Facing My Form & Frame
- Alexis Reynolds
- Oct 28
- 4 min read
(I typed this up in June & finally have photos for it)
As many know, I'm very vocal about my health journey. I've podcasted it, I've YouTubed it and I've mentioned it a lot. Not to brag, though I do deserve it. This journey for me has been not about looks, but a lot of physical upgrades did come with it.

Not sexy at all, but in 2023 I was struggling a lot in my body. I was diagnosed with an autoimmune inflammatory issue, gastritis from my diet and lifestyle and a hernia. Super yikes! Prior to 2020, I'd never really had any actual health concerns. Some cellulite, some acne here or there. In 2015 though, I had a really rough go with over doing it with my fitness obsession and developed a really bad eating disorder with body dysmorphia. It began pretty harmless, cutting back, more time at the gym, more and more caffeine to keep up with a demanding modeling schedule and lots of FMTY trips with clients. I was almost 25 then and when I noticed the better treatment and attention even from close friends who knew I was going the unhealthy route, I became obsessed with having more. My fit "friends" had made a lot of fun of me prior to that for eating anything I wanted, keeping a casual gym routine and just enjoying being young..but fat.

Little did I know, the damage in my 20s would trigger something and be so long lasting into my 30s. My weight yo-yod, my sleep did too. My metabolism all but crashed and I felt the changes and saw once again the fickle nature of my clients and close friends. I never let that slow me down or halt any parts of my career. I wouldn't say that I've hidden my body, but my poses and choices of more flattering angles and clothing did a lot of work for me while sorting things out. The clients who saw me during that time still see me now and have always been perfectly wonderful. People who like me know how much I always like myself. My form & frame never change my relationship with my body or diminish my beauty & self love.

After such wild news about my health & watching family members struggle after dismissing similar news decades ahead of me, I knew it couldn't be me. I decided to do my best to be my best (in a safe, non disordered way).
I hired a nutritionist. I enrolled in yoga & Pilates. I got a health coach. I'm privileged that I have the means for these things, not everyone does. Being sick would cost more though. Since 2023 I've lost more than 50lbs. People said they hadn't noticed, I can see that they actually have (I'm not blind even though y'all are sweet). My breathing is better. My flare ups are minimal. My sleep is divine.
My haters think I'm photoshopped or Ai (huge compliments actually). People who haven't met me since 2010, 2015, 2020 or even a few years ago have some past version of me locked in, appealing or disgusting to them, I'm not sure. Some refuse to believe it's possible for me to go through any changes without some mystifying smoke and mirrors show. Others say they always feel I'm about the same. I don't let a skewed or outdated lens define the current place I'm in, that's my secret to success.

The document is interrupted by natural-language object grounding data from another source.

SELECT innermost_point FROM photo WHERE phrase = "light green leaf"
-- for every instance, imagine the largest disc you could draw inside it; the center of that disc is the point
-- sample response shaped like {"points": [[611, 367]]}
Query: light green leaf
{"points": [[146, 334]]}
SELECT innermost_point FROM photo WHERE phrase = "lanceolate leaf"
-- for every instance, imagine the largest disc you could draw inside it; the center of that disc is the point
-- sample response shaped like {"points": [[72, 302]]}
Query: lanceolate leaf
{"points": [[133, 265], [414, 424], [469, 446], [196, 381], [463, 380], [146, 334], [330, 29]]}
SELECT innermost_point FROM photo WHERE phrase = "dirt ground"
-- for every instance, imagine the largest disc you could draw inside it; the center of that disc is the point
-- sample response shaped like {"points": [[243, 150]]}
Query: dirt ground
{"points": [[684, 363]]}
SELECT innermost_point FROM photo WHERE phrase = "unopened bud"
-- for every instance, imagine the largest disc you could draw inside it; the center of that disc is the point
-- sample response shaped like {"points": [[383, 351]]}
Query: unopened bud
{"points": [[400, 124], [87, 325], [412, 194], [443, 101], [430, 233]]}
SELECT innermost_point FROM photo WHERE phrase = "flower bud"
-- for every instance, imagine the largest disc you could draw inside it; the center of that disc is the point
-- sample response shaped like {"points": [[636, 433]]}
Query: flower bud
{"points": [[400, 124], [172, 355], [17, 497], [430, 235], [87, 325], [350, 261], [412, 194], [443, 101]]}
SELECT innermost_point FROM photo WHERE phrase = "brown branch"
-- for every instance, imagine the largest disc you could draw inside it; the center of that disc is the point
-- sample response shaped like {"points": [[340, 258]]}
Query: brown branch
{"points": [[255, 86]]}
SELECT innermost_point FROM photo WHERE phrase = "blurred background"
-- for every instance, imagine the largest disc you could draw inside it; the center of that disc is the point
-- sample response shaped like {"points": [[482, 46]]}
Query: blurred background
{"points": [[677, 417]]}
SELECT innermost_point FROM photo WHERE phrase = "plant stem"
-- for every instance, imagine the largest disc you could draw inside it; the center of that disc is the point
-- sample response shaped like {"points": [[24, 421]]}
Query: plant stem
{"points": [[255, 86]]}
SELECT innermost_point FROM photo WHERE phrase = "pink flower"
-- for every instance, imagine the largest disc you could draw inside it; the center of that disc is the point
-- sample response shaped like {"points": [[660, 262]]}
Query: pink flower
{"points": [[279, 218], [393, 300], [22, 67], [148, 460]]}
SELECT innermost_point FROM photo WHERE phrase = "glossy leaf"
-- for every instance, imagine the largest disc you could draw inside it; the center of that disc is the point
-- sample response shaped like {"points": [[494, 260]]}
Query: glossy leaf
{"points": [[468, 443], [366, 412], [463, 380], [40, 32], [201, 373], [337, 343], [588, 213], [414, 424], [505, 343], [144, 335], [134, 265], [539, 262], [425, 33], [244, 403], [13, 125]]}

I had hernia surgery in June. Adopted a very athletic dog to join me on hikes. Threw myself a meet & greet pool party in July. Graduated to a new level of Pilates. Got more flexibility and a firmer ass. Went from an XL to medium. Got lots of film roles & stage recognition. Re started therapy & journaling. Took up leisure reading again. Incorporated tea time into all of my afternoons.

I'm always pretty chilly now, I didn't miss that part. I'm very much dreading winter. I'm officially 15lbs away from the goal my nutritionist and doctors set for me. My plan has never been to be impossibly thin ever again. I want strength, flexibility, balance, good rest and no heartburn or inflammation flare ups. My body has always been about the shape it is. In middle school at 67 pounds, my thighs touched (people have commented that I have no thigh gap since I've been 12 haha). Even "slim" or "fit" I'm toned with soft, ample curves. I'm happy with this & this is why I'm booked for the body I have. I was picked on for being mousy, not voluptuous enough, thick and not feminine enough as a teen. I solved that problem by getting implants to balance out the bottom half of me when I turned 20 (having big tits actually rocks haha)
I'm working hard, I'm proud of myself. I'm not thin or skinny but I'm better. I still consider cosmetic procedures now and then but you'll know if I decide on that. I'm healthy and embracing a lifelong journey of better health, overall. I'm not obsessed with goals, fitness or calories. I'm enjoying my grown up adult woman's body, I think you guys are too.
Thank you to those who have stuck with me for more than a decade. Those who parted ways with me "outgrew me". Those who are joining me now. Those considering me & appreciating the view. Those who've encouraged me without comparing me to past versions of myself. Those who don't judge me for liking pizza with extra cheese. I adore all of you & hope to be acquaintances or more with more of you!